A new survey by CNBC and Momentive suggests that small businesses in the US must be at low risk of falling victim to a hack or that they are extremely certain of their place in the growing national cybersecurity threat.
Main Street customers may find it unsettling not to know the answer to this question.
The CNBC | The Momentive Q3 Small Business Survey appears to have a number of conflicting results.
Of small business owners in the US, 56% said they were not worried about being a victim of a hacker attack in the next 12 months, and 24% of them said they were “not at all worried”.
Of the 42% who are net affected, only 13% describe themselves as “very concerned”.
The majority (59%) of small business owners are also certain that they can solve any cyber attack quickly. Only 37% were not at all confident and only 11% were “not at all confident”.
Yet only 28% of small businesses said they had a plan to respond in the event of a cyber attack. Almost half (42%) said they had no plan; 11% said they were “not sure” that their company had a plan. Only around a quarter (26%) say they take out cyber insurance.
One encouraging sign: 14% said they do not currently have a cybersecurity response plan but are in development.
The CNBC | Momentive Q3 2021 Small Business Survey was conducted July 26 through August 3 among over 2,000 small business owners in the United States
“It’s a head-in-sand moment for many of these companies,” said David Kennedy, founder of cybersecurity company TrustedSec and a former hacker himself.
Kennedy said small and medium-sized businesses are the largest incident demographic response for his business – up to 85%.
The headlines about nation-state or state-sponsored attacks on large corporations, like JBS’s recent meat packaging attacks and the Colonial Pipeline, may lead small businesses to conclude that they are too small to be attacked, but there are hackers of all sizes target all sizes of businesses, Kennedy said.
“We have seen one-person family pizzerias being completely compromised.
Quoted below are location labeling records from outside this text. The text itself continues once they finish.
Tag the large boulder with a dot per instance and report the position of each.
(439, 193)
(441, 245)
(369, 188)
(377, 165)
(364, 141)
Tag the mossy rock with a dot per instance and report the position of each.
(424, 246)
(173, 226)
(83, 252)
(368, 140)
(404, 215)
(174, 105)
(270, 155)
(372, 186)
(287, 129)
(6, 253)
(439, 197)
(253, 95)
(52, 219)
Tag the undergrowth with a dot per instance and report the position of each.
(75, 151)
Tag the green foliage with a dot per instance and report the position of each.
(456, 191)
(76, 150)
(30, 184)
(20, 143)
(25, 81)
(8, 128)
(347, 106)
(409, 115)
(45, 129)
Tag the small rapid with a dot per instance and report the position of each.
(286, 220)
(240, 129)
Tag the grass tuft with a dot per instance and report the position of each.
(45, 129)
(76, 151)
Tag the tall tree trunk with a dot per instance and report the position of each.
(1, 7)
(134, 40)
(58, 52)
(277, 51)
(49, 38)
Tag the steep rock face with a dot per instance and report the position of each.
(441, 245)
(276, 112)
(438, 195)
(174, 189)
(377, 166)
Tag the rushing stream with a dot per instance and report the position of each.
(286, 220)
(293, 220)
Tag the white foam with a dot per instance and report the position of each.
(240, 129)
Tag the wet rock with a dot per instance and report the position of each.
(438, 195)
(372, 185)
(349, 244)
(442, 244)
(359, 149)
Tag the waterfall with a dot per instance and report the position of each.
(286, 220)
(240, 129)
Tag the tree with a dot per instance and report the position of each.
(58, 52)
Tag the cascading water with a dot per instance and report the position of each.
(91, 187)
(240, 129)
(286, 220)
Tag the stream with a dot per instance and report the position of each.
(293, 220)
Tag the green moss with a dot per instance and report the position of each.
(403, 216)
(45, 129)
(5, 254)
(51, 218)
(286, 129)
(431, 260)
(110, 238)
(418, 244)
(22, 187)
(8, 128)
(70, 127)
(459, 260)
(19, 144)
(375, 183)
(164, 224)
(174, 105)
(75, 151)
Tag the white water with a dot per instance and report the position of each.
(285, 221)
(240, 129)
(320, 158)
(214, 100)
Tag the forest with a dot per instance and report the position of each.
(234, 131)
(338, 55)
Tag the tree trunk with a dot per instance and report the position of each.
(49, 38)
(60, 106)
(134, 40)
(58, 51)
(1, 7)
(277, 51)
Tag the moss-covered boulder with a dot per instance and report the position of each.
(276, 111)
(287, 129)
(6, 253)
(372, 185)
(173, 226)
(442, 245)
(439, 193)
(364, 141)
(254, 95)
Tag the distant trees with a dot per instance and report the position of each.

We saw retail stores being compromised. Independent Uber drivers have been targeted, ”he said.
The different types of “bad actors” out there include those who are just beginning to build their hacking infrastructure and manage the equivalent of hacking petty crime before they make the money to invest in more complex attacks. The lowest levels of organized cybercrime and individual hacks successfully use business email compromise schemes to siphon money from small businesses.
“They’re going to look for mom and dad and maybe only get $ 3,000 or $ 5,000, but that’s how it all starts. This is how ransomware, grandma and grandpa started in churches and how they invested more in hacking infrastructure,” Kennedy said.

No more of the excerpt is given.